Heterogeneous graph neural networks for species distribution modeling
Lauren Harrell, Christine Kaeser-Chen, Burcu Karagol Ayan, Keith Anderson, Michelangelo Conserva, Elise Kleeman, Maxim Neumann, Matt Overlan, Melissa Chapman, Drew Purves
TL;DR
This work tackles species distribution modeling with presence-only data by introducing a heterogeneous graph neural network that treats locations and species as bipartite node sets connected by detection edges. The model learns embeddings through message passing and uses a link-prediction objective to infer species–location occurrences, evaluated on the six-region NCEAS benchmarks. Results show the GNN approach often matches or surpasses traditional single-species SDMs and a baseline MLP, highlighting the benefits of multi-species learning and relational information.
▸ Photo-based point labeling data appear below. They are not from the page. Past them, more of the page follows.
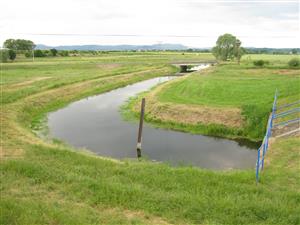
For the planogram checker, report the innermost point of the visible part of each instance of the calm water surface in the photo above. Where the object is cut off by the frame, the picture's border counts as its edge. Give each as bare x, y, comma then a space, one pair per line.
95, 123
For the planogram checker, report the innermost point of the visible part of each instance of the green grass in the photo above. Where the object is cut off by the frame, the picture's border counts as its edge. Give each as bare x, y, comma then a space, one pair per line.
242, 86
46, 182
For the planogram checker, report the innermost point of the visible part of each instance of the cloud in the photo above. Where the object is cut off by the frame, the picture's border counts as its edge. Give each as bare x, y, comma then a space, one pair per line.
190, 22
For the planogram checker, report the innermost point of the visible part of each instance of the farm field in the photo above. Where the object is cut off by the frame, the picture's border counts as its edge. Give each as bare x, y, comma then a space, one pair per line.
227, 100
48, 182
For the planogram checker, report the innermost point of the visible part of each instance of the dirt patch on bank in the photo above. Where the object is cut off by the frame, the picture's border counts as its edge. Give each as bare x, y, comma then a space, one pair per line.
190, 114
109, 66
28, 82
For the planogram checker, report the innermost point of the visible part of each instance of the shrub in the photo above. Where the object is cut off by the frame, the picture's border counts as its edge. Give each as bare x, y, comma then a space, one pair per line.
53, 51
12, 54
63, 53
294, 63
3, 55
38, 53
260, 62
28, 54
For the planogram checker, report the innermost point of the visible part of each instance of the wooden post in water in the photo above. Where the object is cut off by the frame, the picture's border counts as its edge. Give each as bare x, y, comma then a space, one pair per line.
139, 144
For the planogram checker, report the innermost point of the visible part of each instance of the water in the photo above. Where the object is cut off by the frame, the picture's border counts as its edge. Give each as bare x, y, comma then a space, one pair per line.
95, 123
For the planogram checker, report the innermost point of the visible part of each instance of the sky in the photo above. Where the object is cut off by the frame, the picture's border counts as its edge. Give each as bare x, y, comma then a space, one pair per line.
194, 23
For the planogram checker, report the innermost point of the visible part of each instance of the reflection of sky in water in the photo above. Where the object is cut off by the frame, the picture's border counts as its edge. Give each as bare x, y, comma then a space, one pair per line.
95, 123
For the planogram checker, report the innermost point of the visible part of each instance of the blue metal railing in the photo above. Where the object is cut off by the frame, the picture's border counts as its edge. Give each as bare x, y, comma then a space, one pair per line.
265, 144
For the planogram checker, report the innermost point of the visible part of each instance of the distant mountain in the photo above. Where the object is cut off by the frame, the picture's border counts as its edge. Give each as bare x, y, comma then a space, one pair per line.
114, 47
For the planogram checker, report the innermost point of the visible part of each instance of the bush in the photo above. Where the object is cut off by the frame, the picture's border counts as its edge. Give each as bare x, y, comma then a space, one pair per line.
294, 63
12, 54
28, 54
53, 51
3, 55
63, 53
38, 53
260, 62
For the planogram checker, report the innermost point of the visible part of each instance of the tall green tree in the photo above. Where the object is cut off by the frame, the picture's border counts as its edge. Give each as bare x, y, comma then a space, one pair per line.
228, 47
19, 44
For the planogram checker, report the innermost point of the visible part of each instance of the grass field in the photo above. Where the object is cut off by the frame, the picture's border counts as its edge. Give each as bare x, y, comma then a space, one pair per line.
47, 182
227, 100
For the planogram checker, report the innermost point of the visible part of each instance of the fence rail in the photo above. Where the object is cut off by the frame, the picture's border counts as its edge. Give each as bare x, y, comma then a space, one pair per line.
262, 150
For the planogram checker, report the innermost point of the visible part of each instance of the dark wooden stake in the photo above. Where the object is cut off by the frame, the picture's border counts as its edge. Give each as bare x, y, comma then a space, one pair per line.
139, 144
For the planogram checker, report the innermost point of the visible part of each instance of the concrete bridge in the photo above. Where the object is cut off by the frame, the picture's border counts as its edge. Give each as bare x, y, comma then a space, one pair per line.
184, 66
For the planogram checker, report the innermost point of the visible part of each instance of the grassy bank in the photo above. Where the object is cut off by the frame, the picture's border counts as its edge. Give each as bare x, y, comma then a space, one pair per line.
49, 183
227, 100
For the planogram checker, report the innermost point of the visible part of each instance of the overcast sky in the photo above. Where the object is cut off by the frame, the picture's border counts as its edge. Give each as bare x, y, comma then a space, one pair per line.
195, 23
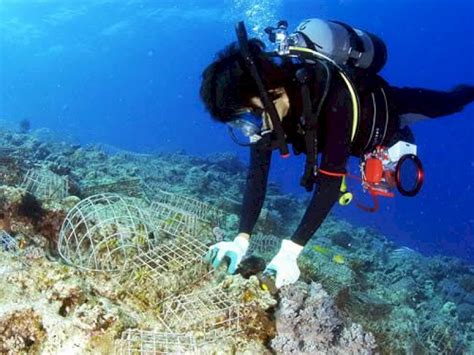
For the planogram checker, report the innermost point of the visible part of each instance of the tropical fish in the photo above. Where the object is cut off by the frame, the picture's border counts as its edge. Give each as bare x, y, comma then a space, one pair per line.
321, 250
338, 259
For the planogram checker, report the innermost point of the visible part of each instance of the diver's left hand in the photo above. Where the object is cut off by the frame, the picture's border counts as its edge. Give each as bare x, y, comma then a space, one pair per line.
284, 265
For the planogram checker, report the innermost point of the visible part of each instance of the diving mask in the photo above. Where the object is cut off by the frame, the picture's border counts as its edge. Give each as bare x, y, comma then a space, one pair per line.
246, 128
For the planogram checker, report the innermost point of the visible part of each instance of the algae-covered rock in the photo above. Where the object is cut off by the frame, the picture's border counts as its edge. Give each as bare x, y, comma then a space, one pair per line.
20, 330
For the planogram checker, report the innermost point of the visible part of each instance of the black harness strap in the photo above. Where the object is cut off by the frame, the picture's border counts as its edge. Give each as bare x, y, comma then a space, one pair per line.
310, 122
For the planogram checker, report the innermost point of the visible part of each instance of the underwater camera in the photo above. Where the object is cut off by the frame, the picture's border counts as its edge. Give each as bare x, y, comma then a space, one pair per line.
398, 166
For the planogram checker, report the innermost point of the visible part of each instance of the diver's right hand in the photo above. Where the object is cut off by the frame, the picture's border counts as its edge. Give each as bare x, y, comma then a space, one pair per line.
234, 250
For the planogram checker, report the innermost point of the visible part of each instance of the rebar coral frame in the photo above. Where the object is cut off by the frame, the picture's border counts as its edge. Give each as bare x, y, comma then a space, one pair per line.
135, 341
165, 270
264, 244
104, 232
211, 313
44, 184
128, 187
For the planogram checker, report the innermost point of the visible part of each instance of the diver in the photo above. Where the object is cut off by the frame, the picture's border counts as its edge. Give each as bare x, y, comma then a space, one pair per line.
321, 93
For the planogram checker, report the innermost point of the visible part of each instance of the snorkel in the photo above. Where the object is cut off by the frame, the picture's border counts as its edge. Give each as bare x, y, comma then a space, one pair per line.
268, 105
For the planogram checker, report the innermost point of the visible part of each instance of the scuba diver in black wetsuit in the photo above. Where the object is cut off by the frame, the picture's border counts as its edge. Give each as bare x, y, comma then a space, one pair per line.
319, 91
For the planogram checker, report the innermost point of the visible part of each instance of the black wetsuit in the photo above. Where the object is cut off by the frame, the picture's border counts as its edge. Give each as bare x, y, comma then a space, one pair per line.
380, 106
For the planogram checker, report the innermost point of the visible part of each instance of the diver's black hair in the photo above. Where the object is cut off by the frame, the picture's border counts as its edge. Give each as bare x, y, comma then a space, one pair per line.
227, 84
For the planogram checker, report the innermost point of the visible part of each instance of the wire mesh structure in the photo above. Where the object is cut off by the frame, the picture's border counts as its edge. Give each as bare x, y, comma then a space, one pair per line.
173, 221
201, 209
165, 270
44, 184
8, 243
104, 232
128, 187
191, 320
135, 341
211, 313
264, 244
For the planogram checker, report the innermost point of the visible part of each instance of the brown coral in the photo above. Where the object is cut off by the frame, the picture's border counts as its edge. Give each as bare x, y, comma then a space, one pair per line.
19, 331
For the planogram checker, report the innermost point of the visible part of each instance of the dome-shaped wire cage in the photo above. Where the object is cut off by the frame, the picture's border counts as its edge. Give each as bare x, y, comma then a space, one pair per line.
104, 232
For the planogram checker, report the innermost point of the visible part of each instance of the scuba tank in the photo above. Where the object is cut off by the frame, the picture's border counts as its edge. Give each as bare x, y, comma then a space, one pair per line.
347, 46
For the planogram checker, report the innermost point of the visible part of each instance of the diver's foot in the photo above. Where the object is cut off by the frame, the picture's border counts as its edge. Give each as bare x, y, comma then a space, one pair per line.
463, 95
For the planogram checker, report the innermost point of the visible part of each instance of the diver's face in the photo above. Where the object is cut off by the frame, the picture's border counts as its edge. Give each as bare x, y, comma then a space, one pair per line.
282, 106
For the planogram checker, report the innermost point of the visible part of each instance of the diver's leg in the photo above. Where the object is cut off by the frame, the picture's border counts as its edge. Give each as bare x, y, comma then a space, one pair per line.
430, 103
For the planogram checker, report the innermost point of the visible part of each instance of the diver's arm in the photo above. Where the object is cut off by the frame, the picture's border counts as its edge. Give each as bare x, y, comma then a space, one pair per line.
256, 188
431, 103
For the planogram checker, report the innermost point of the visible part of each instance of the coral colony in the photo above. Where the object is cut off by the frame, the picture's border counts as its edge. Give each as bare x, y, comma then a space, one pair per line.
102, 252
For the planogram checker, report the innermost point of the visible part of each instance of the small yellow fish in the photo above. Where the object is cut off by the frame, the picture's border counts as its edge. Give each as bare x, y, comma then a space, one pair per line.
321, 250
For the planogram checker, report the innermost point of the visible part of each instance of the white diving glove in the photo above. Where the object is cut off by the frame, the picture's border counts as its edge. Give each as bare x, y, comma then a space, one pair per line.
234, 250
283, 265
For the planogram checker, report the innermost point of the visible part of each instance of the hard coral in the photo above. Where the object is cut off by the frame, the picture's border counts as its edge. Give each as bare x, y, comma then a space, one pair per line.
20, 331
31, 208
308, 322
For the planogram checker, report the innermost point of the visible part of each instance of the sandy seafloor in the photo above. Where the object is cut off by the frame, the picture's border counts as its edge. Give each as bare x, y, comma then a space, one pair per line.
101, 252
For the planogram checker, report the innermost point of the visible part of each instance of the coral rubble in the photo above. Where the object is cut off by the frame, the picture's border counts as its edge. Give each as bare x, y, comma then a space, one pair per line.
124, 272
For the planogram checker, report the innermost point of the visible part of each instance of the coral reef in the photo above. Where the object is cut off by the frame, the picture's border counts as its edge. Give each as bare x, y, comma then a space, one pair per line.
308, 322
359, 292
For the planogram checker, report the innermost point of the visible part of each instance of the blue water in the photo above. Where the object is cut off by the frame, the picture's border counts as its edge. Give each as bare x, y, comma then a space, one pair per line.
127, 73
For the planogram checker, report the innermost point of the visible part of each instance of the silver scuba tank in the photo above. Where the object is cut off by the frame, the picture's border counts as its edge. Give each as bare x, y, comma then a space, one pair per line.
342, 43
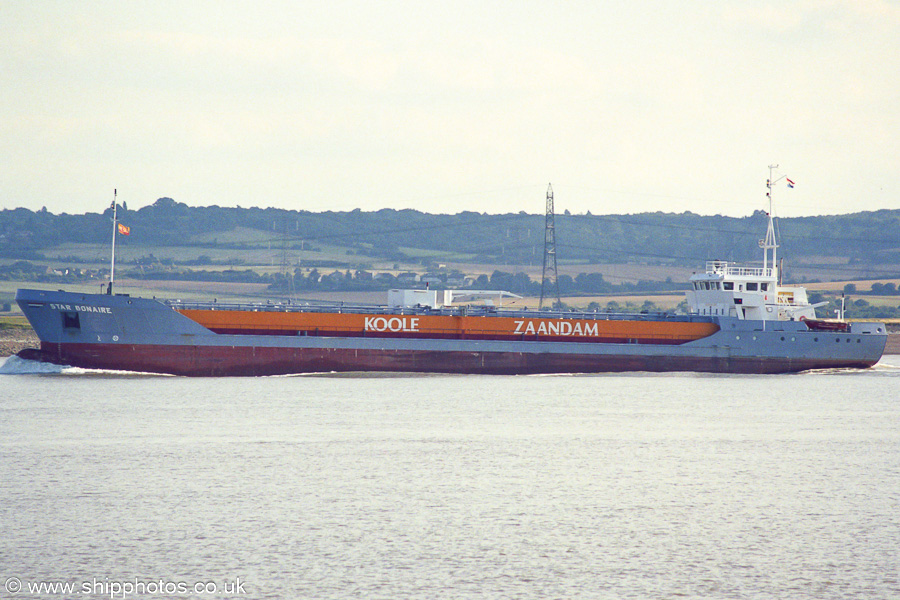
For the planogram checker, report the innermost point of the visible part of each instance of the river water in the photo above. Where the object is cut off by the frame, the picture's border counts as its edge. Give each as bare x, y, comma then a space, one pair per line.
468, 487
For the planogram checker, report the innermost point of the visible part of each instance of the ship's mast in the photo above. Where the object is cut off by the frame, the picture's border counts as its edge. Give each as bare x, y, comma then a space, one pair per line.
112, 261
769, 243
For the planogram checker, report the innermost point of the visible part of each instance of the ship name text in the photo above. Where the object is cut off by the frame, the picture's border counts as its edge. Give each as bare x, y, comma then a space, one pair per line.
79, 308
556, 328
395, 324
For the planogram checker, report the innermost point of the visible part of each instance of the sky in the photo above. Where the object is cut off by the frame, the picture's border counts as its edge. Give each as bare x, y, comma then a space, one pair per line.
443, 107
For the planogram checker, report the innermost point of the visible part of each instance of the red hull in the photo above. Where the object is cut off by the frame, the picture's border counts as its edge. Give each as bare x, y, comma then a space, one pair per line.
256, 361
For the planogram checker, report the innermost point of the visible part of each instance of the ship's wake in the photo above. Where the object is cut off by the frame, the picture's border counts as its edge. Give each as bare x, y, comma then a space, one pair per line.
16, 365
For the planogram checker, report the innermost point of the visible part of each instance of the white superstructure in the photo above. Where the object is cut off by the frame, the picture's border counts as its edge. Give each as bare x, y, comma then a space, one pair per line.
730, 290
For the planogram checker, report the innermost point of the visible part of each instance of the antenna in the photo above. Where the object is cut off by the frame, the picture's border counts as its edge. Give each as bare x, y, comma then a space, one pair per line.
549, 275
112, 260
770, 243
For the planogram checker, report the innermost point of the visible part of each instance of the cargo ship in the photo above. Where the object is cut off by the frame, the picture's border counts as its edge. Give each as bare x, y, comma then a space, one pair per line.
740, 320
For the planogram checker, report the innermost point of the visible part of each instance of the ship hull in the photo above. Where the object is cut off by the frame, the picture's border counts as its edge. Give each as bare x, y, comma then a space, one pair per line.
221, 361
133, 334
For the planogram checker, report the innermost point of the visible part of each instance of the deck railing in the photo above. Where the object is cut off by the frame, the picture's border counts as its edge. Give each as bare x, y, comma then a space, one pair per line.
455, 311
722, 267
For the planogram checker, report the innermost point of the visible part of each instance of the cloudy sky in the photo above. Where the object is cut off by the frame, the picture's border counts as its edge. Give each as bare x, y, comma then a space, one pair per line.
450, 106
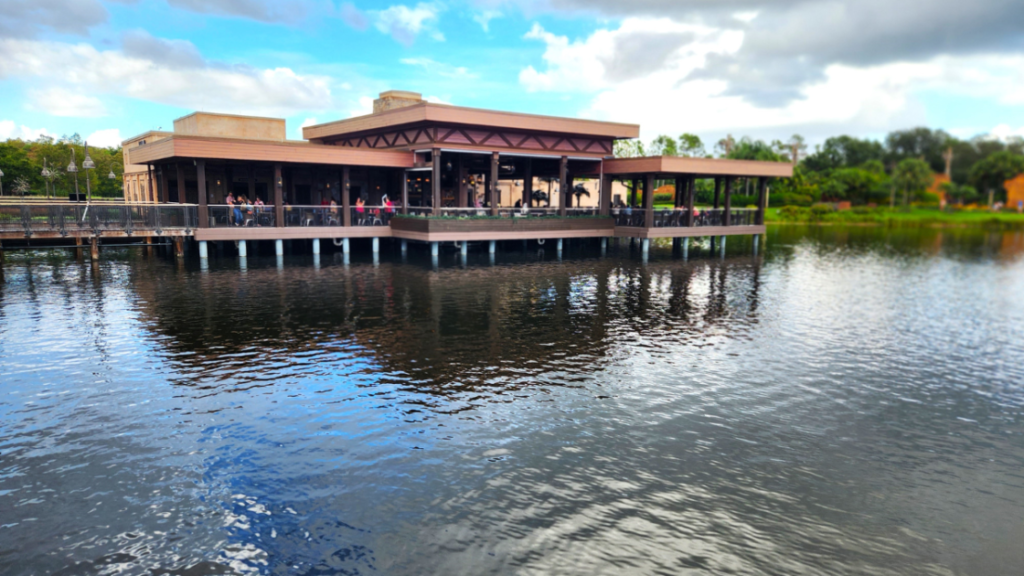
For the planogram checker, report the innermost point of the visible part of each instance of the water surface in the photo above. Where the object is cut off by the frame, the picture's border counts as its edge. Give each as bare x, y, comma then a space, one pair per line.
847, 402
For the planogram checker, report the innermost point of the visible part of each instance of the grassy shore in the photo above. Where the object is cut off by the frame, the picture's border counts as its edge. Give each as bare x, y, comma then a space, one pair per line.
897, 217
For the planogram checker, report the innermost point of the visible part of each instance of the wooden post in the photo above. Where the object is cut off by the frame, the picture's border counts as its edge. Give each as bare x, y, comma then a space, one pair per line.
605, 199
279, 195
759, 218
494, 183
164, 194
435, 181
404, 193
563, 179
691, 193
527, 183
204, 212
346, 197
181, 182
648, 201
462, 201
727, 217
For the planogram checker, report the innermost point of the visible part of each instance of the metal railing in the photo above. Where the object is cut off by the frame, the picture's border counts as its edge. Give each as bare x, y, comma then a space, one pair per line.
252, 215
373, 215
94, 218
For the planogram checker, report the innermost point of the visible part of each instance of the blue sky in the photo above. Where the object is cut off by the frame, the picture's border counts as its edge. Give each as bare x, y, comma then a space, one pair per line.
768, 69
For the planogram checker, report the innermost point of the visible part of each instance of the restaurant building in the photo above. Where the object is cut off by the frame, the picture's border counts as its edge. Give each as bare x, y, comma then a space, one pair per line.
423, 171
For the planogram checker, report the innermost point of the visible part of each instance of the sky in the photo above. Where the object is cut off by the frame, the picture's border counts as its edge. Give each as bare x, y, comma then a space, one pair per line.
765, 69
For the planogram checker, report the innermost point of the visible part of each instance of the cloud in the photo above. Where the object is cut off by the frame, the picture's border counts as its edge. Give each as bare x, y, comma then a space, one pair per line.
788, 45
179, 78
26, 18
110, 137
483, 18
666, 96
306, 122
404, 24
273, 11
9, 130
61, 101
436, 69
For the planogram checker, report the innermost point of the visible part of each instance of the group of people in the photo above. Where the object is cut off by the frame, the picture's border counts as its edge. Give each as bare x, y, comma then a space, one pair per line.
243, 208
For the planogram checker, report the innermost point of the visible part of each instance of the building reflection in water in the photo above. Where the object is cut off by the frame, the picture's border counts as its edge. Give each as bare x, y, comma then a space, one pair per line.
452, 337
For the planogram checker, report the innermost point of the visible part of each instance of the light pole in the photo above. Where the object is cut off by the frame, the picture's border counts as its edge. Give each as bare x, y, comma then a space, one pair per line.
88, 164
73, 169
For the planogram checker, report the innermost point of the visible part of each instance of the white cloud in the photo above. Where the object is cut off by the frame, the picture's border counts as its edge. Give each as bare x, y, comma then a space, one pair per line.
366, 106
8, 130
439, 69
83, 69
61, 101
306, 122
483, 18
404, 24
110, 137
656, 87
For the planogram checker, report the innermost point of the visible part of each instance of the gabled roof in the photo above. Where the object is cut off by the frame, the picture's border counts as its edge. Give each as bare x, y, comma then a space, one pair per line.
436, 113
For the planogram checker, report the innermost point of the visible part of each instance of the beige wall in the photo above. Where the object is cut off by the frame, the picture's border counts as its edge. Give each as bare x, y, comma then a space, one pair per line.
227, 126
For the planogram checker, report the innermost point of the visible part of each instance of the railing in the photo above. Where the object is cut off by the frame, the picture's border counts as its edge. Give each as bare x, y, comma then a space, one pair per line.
629, 216
94, 218
312, 216
225, 216
373, 215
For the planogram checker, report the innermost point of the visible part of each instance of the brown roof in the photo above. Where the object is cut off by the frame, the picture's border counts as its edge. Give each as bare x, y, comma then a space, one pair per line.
176, 147
698, 166
429, 112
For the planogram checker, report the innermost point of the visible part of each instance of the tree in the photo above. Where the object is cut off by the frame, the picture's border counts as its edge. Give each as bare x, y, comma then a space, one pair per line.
629, 149
923, 144
663, 146
912, 176
990, 173
690, 146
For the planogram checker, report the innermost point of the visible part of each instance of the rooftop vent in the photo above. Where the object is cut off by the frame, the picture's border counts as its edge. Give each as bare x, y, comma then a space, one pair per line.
395, 98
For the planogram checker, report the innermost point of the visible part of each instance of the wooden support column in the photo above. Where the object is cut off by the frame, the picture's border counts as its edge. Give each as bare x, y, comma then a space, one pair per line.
759, 218
604, 202
727, 217
462, 199
648, 201
435, 181
527, 183
164, 195
494, 183
204, 212
563, 182
279, 196
346, 197
404, 193
691, 193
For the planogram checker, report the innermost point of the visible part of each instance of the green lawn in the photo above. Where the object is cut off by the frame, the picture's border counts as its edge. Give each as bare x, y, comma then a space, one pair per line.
897, 216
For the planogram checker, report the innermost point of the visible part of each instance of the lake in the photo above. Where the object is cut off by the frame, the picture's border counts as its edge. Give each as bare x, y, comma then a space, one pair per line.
849, 401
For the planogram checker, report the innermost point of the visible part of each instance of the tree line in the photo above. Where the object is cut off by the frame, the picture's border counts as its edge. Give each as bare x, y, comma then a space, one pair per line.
899, 170
23, 164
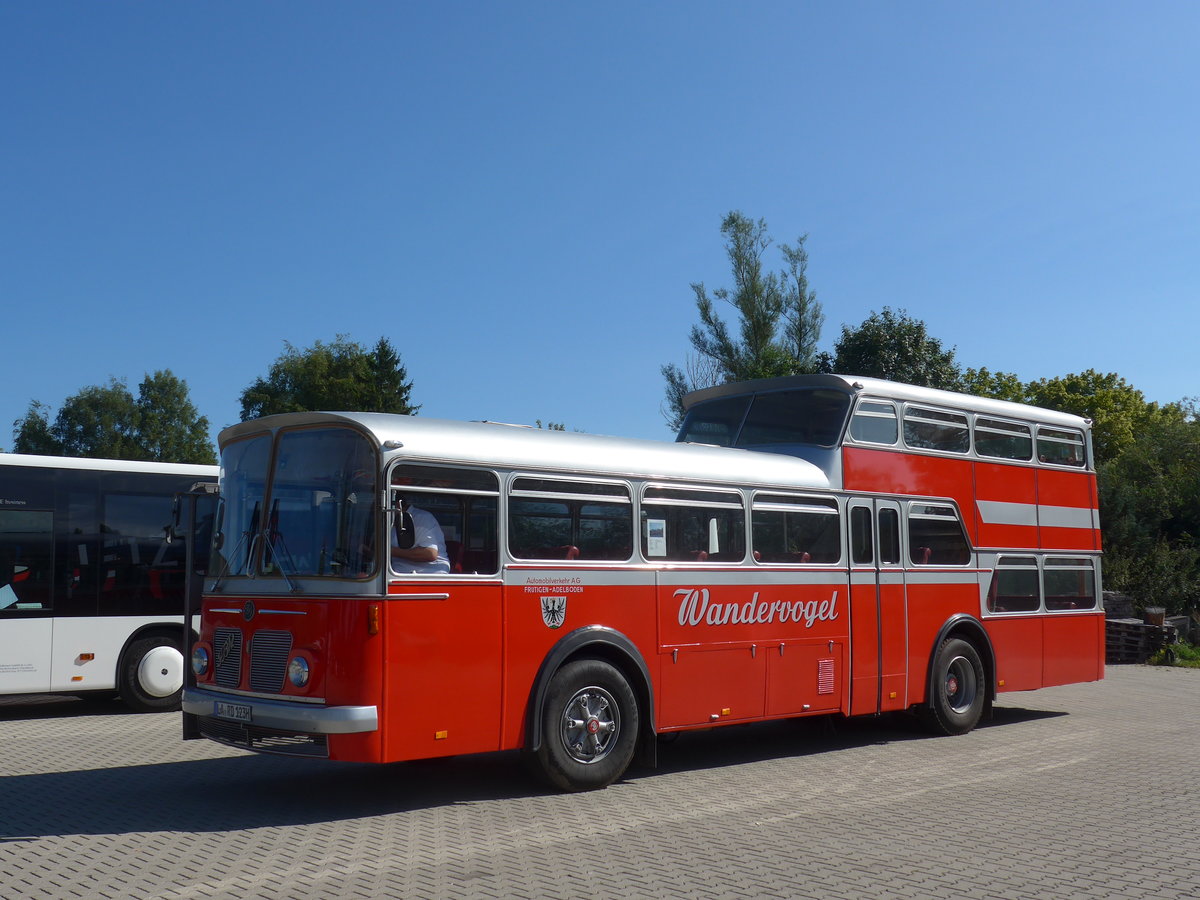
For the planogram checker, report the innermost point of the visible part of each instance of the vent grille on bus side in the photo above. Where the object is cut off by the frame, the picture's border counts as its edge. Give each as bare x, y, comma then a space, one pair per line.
227, 649
267, 741
269, 652
825, 676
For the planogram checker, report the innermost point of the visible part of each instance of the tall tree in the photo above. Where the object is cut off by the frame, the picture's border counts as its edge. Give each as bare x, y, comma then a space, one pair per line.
895, 346
1117, 409
342, 375
108, 423
1150, 514
169, 427
779, 318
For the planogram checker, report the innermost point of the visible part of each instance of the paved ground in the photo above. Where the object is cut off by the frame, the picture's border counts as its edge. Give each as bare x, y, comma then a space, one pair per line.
1087, 791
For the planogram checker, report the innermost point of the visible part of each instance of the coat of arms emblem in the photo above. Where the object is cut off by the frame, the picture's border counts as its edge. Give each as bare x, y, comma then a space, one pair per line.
553, 611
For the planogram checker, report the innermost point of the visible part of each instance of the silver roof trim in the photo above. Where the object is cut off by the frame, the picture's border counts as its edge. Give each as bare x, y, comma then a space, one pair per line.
77, 462
893, 390
553, 451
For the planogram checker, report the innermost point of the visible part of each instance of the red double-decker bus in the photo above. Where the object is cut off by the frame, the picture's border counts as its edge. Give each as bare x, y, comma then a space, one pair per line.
393, 588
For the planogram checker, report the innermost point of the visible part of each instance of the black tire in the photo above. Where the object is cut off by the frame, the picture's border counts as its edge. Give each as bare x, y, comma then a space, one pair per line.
151, 678
589, 726
959, 687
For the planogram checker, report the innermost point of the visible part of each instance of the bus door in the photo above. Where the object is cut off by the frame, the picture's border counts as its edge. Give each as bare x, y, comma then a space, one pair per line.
25, 604
877, 609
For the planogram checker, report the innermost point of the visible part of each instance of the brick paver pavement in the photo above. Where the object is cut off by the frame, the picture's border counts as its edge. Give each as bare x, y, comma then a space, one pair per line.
1086, 791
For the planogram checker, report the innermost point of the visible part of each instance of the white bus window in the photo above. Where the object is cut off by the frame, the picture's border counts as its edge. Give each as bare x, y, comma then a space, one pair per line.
693, 526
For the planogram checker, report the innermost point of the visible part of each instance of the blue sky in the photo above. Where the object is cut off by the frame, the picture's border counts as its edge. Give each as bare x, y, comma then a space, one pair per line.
520, 195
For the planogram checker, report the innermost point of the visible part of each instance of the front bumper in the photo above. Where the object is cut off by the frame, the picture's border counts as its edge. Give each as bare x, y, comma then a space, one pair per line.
282, 714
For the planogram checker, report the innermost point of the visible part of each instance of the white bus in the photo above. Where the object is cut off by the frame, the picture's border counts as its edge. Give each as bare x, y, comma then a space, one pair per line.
93, 579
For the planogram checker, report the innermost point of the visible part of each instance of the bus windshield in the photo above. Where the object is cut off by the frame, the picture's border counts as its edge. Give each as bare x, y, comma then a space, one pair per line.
316, 517
811, 417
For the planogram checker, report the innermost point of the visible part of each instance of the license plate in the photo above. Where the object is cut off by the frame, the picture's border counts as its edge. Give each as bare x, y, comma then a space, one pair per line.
241, 712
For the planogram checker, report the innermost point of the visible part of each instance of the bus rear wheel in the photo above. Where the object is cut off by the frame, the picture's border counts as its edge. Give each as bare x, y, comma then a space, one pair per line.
589, 726
153, 675
959, 687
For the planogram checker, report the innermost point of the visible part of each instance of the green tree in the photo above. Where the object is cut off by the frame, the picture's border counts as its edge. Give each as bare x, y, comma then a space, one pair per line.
779, 319
108, 423
342, 375
1150, 515
168, 426
997, 385
1117, 409
894, 346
The study demonstrates the potential of flexible graph-based representations to integrate species traits, environmental covariates, and detection processes, with future work aimed at richer data fusion and additional edge types for improved ecological modeling.
Abstract
Species distribution models (SDMs) are necessary for measuring and predicting occurrences and habitat suitability of species and their relationship with environmental factors. We introduce a novel presence-only SDM with graph neural networks (GNN). In our model, species and locations are treated as two distinct node sets, and the learning task is predicting detection records as the edges that connect locations to species. Using GNN for SDM allows us to model fine-grained interactions between species and the environment. We evaluate the potential of this methodology on the six-region dataset compiled by National Center for Ecological Analysis and Synthesis (NCEAS) for benchmarking SDMs. For each of the regions, the heterogeneous GNN model is comparable to or outperforms previously-benchmarked single-species SDMs as well as a feed-forward neural network baseline model.